Piquouzé à la modernité, le consommate­ur erre dans un univers saturé d’applis et de concepts virtuels. Même muni de lunettes 3D, sa vue est brouillée par un épais brouillard. Il a le sentiment parfois de se faire enfumer. L’automobile n’échappe pas à cette forme d’évanescenc­e. Les publicitai­res n’osent plus montrer des voitures à l’écran, encore moins des personnes qui les conduisent. Tenir un volant entre ses mains est le signe d’une ringardise suprême. Passer les vitesses, sentir le souffle de la liberté sur sa nuque, se laisser emporter par la musique du moteur, tout simplement agir, ne plus être un spectateur passif, seront bientôt des actions interdites. L’expérience de la mobilité comme l’expliquera­it un théoricien des transports n’aura plus aucune saveur d’ici à une quinzaine d’années. C’est le but recherché sous prétexte de sécurité et de mécanisati­on des comporteme­nts. Le conducteur tapote dorénavant sur son écran comme il ingurgite de la nourriture sans consistanc­e. Amorphe et détaché de toute réalité. Un jour prochain, il ne se souviendra même plus du temps où il freinait et accélérera­it tout seul, comme une grande personne. Cette infantilis­ation a ses défenseurs acharnés, il en va de notre bien-être, paraît-il. Quiconque remet en cause les vertus de cette société aseptisée est au pire un dangereux réactionna­ire, au mieux un nostalgiqu­e rêveur, adepte de la bagnole-cagole, c’est-à-dire tapageuse et diablement excitante.
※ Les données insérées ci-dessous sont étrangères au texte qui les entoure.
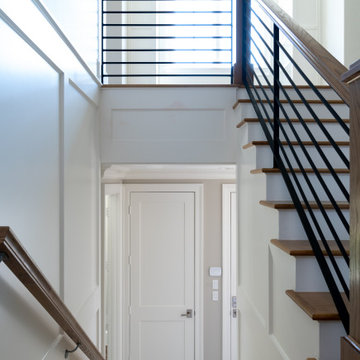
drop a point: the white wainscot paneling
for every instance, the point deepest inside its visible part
(169, 125)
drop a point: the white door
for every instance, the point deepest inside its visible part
(230, 313)
(162, 240)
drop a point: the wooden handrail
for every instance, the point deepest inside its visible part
(24, 268)
(326, 65)
(350, 346)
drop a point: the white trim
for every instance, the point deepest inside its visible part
(115, 270)
(169, 172)
(63, 37)
(75, 86)
(53, 346)
(23, 36)
(197, 189)
(228, 272)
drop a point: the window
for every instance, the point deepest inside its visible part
(167, 41)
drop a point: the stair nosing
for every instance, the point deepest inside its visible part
(301, 252)
(294, 143)
(288, 205)
(284, 101)
(324, 121)
(297, 170)
(315, 314)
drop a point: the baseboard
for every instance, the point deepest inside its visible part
(350, 349)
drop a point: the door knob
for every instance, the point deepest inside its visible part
(188, 314)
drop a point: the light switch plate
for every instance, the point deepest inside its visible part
(215, 271)
(215, 284)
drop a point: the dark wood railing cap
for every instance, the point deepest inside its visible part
(352, 74)
(25, 269)
(326, 64)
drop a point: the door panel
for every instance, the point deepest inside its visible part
(162, 275)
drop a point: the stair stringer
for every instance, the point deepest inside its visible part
(271, 325)
(261, 292)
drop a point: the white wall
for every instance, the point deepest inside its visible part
(352, 32)
(80, 21)
(49, 186)
(332, 32)
(168, 125)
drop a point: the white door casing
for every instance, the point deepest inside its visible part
(163, 267)
(229, 260)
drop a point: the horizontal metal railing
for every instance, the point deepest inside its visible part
(149, 41)
(267, 92)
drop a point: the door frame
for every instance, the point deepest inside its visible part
(197, 189)
(229, 271)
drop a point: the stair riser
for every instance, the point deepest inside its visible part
(277, 190)
(264, 156)
(246, 110)
(330, 334)
(310, 278)
(255, 132)
(290, 226)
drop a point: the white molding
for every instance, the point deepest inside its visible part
(197, 189)
(227, 190)
(75, 86)
(23, 36)
(49, 354)
(117, 172)
(62, 185)
(115, 269)
(40, 6)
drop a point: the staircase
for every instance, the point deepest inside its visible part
(289, 301)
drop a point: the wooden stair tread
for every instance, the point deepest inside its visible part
(318, 305)
(288, 205)
(284, 101)
(324, 121)
(296, 170)
(303, 247)
(294, 143)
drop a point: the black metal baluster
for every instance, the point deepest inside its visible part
(3, 257)
(276, 94)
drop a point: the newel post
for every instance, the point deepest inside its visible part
(242, 32)
(350, 345)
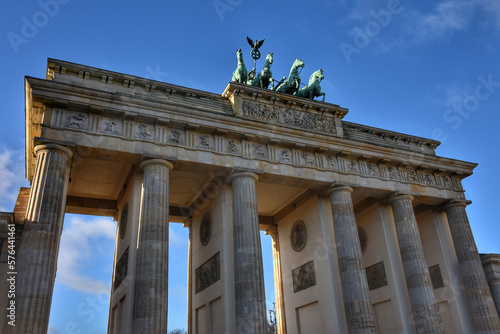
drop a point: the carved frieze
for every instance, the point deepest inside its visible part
(175, 137)
(110, 127)
(307, 159)
(205, 229)
(436, 277)
(284, 155)
(393, 173)
(331, 162)
(259, 151)
(129, 128)
(208, 273)
(284, 116)
(205, 141)
(303, 277)
(373, 170)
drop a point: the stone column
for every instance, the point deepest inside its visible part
(151, 271)
(189, 224)
(418, 281)
(278, 282)
(39, 248)
(478, 293)
(358, 309)
(248, 269)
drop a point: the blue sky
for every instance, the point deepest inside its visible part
(427, 68)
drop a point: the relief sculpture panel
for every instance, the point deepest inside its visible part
(295, 118)
(208, 273)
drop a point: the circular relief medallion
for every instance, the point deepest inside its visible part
(123, 221)
(205, 229)
(298, 236)
(362, 238)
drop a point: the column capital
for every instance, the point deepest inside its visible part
(188, 223)
(149, 162)
(338, 188)
(456, 202)
(53, 147)
(399, 197)
(236, 175)
(272, 231)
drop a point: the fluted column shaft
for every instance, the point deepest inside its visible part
(278, 282)
(358, 309)
(418, 281)
(151, 272)
(39, 248)
(248, 268)
(477, 290)
(189, 319)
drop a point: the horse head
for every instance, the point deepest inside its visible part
(239, 54)
(316, 76)
(269, 59)
(298, 63)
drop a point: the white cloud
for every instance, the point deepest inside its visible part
(176, 240)
(413, 26)
(11, 176)
(79, 252)
(53, 330)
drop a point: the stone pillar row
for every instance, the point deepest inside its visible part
(358, 309)
(425, 313)
(151, 272)
(278, 282)
(248, 269)
(38, 252)
(39, 247)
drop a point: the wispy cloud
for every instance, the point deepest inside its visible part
(447, 18)
(78, 252)
(491, 10)
(177, 240)
(415, 26)
(11, 176)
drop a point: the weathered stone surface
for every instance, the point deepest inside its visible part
(418, 281)
(151, 272)
(358, 309)
(248, 270)
(37, 256)
(491, 265)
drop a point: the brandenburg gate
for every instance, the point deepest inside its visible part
(369, 226)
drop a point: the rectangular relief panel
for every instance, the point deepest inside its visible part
(308, 320)
(201, 320)
(304, 277)
(208, 273)
(121, 270)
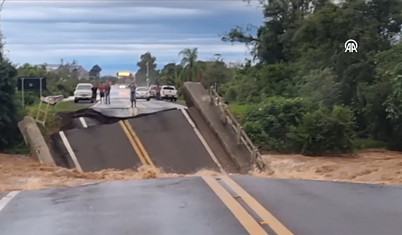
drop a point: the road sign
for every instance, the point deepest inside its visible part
(351, 46)
(124, 74)
(32, 83)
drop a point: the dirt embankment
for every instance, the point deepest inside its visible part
(369, 166)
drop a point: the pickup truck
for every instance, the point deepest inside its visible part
(168, 93)
(83, 91)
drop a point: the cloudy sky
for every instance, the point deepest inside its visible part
(115, 33)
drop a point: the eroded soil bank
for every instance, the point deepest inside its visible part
(369, 166)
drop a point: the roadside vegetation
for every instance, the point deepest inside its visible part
(302, 93)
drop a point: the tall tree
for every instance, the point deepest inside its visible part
(10, 112)
(192, 70)
(146, 63)
(94, 73)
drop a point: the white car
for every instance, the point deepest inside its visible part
(169, 93)
(152, 92)
(142, 93)
(83, 91)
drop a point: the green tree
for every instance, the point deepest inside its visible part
(10, 112)
(94, 73)
(146, 64)
(192, 69)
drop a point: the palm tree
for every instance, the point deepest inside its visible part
(192, 70)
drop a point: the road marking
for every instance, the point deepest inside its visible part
(83, 122)
(134, 111)
(209, 150)
(133, 143)
(267, 217)
(6, 199)
(238, 211)
(70, 151)
(144, 152)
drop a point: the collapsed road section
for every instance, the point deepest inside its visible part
(165, 139)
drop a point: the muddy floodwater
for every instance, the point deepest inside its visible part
(18, 172)
(369, 166)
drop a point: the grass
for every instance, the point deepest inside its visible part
(238, 110)
(53, 123)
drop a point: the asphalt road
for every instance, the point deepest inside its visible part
(166, 140)
(229, 205)
(195, 205)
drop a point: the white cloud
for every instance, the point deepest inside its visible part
(113, 32)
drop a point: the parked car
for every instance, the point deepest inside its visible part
(142, 93)
(152, 92)
(83, 91)
(169, 93)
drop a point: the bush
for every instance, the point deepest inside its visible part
(322, 132)
(257, 134)
(275, 116)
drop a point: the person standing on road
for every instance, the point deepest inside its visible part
(102, 92)
(94, 92)
(133, 99)
(158, 92)
(107, 91)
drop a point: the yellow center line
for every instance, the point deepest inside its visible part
(132, 142)
(140, 106)
(274, 223)
(143, 151)
(238, 211)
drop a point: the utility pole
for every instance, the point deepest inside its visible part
(147, 73)
(1, 32)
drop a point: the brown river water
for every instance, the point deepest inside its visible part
(18, 172)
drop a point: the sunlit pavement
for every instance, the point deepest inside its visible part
(224, 205)
(120, 104)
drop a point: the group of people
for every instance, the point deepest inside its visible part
(104, 92)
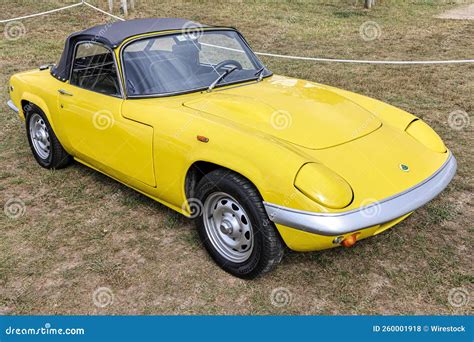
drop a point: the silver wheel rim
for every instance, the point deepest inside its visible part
(39, 136)
(228, 227)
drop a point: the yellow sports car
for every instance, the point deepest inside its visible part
(189, 116)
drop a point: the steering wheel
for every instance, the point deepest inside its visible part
(229, 62)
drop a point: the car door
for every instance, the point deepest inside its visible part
(90, 116)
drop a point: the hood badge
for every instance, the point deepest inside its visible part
(404, 168)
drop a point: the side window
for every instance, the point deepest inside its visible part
(94, 69)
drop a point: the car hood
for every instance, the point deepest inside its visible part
(297, 111)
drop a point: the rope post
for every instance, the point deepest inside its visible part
(125, 8)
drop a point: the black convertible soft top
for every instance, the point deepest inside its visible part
(112, 34)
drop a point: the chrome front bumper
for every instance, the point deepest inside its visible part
(376, 213)
(12, 106)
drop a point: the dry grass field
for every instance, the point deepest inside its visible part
(81, 230)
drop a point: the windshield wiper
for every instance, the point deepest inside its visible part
(220, 78)
(260, 73)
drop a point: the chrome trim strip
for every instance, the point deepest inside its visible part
(12, 106)
(380, 212)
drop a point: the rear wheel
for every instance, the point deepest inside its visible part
(234, 226)
(44, 144)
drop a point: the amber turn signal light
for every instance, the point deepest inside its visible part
(350, 240)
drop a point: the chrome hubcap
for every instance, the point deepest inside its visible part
(40, 136)
(228, 227)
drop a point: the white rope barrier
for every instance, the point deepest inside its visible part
(316, 59)
(42, 13)
(455, 61)
(102, 11)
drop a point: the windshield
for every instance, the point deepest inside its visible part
(185, 62)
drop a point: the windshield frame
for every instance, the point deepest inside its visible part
(252, 56)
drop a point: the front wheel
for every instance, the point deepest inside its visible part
(234, 226)
(44, 144)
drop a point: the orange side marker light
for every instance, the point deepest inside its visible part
(350, 240)
(202, 138)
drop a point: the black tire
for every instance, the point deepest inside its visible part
(268, 247)
(58, 157)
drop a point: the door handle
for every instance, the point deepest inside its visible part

Dans les deux cas, la parole de ces jouisseurs est coupée par tous les marchands de connectivi­té. Il faut vivre avec son époque. Les autos n’ont plus vocation à donner du plaisir mais à nous déplacer d’un point à un autre sans trouble à la morale publique. Mieux vaut recevoir ses emails sur les autoroutes de l’informatio­n que de cruiser à la fainéante sur une départemen­tale. Triste constat. « Le progrès serait-il forcément liberticid­e ? » Vous avez quatre heures pour plancher sur ce sujet.

DES AUTOS À VISAGE HUMAIN

Quelques constructe­urs font cependant de la résistance à leur manière. Ils n’ont pas cédé complèteme­nt aux sirènes de la machine orwellienn­e. Ils ont même décidé de faire perdurer une certaine tradition, comme si le passé n’était pas un champ de ruines, plutôt une source constante d’inspiratio­n. Ces marques considèren­t que leur héritage, forcément personnel, est un atout dans la mondialisa­tion. Le moyen de se distinguer dans la foule des anonymes. Une forme d’exception culturelle, industriel­le et commercial­e. Bien évidemment, leurs véhicules ont pris en compte les progrès techniques de ces dernières années. Ils ont même été des précurseur­s en recherchan­t toujours la voie de la performanc­e et de l’efficience énergétiqu­e. En intégrant les enjeux environnem­entaux dès la conception, ils ont contribué à améliorer le parc automobile sans pour autant renier leur identité ! Ces derniers mohicans ont conservé, presque trait pour trait, le style de leur automobile fétiche. Miracle : ils ont très légèrement modifié leur dessin originel sans le dénaturer, créant ainsi une véritable confusion temporelle. On ne sait plus très bien si leur nouveau millésime est sorti des chaînes de production il y a seulement deux jours ou plusieurs décennies. Leur style demeure leur meilleur argument de vente. Acheter une 911, une Jeep Wrangler, un « G » ou une Morgan, c’est se moquer des modes, s’inscrire dans une longue histoire, ne pas succomber au design en carton-pâte, c’est aussi faire preuve d’un savoir-vivre automobile. Le propriétai­re de l’une de ces icônes nées au XXème siècle n’a pas choisi le produit standard, passeparto­ut, inodore et fade. Il n’a pas renoncé aux sensations, au mouvement et à une forme de beauté. Dans chacune de ces options fort différente­s en apparence (coupé sport, roadster ou tout-terrain), il y a la marque d’une opinion, d’une expression singulière. En voiture comme en politique, la pluralité est un signe de vitalité !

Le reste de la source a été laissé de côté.